I have a Delonghi Magnifica ESAM 4200 which I've been practicing making microfoam with for over 18 months. I am decent at it but looking to take it to next level. My issue is that under the top layer of foam it's just hot milk. I've been looking at videos and I think I know what I need to practice to improve on this (although the machine itself could be limiting me).

One thing I'd find handy is if I could see photos of what the milk in a half-drunk cup of latte/flat white should look like! All the photos I see are of a full cup and my milk looks deceivingly quite similar to that (see attachment). Can anyone share? It's been a while since I've managed to have a coffee shop latte to remind myself.

Thanks!


----------



## jjstorgaard (Jan 19, 2019)

I suppose it's got to do with personal preference, but in my experience the consistency of a flat white at a good cafe is more or less the same all the way through.
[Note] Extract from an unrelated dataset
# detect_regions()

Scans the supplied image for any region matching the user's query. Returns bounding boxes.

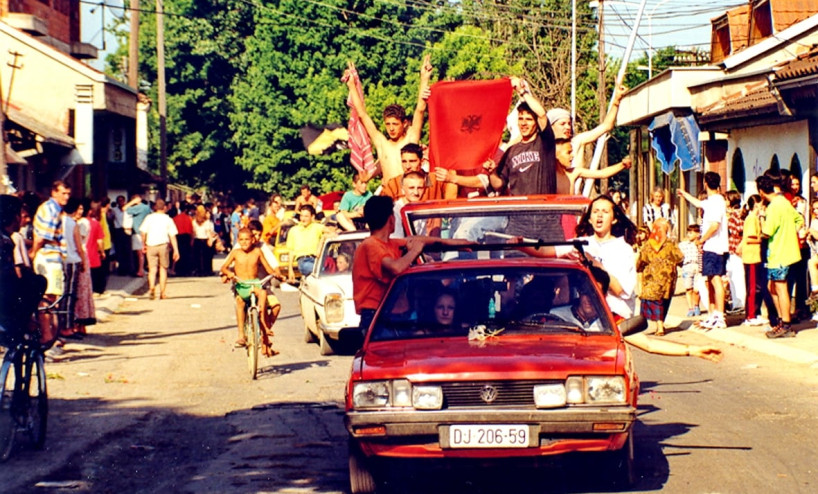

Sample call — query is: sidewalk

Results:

Or at least I enjoy it like that.

Here's a photo of my slightly more than half drunk coffee from this morning, which I was very happy with.

JJ


----------



## Rob1 (Apr 9, 2015)




----------



## MediumRoastSteam (Jul 7, 2015)

Mine is half empty...


----------



## CGC (May 20, 2021)

Hi @tripleshot I don't have any pictures for you, but I recently bought this machine and I am really struggling to get the silky milk texture for my flat white. any tips on how you have done yours would be greatly appreciated. Mine is just very frothy (foamy) and I quite don't like it. It also doesn't blend with the coffee like it does in the a cafe flat white. Desperate to get it right!


----------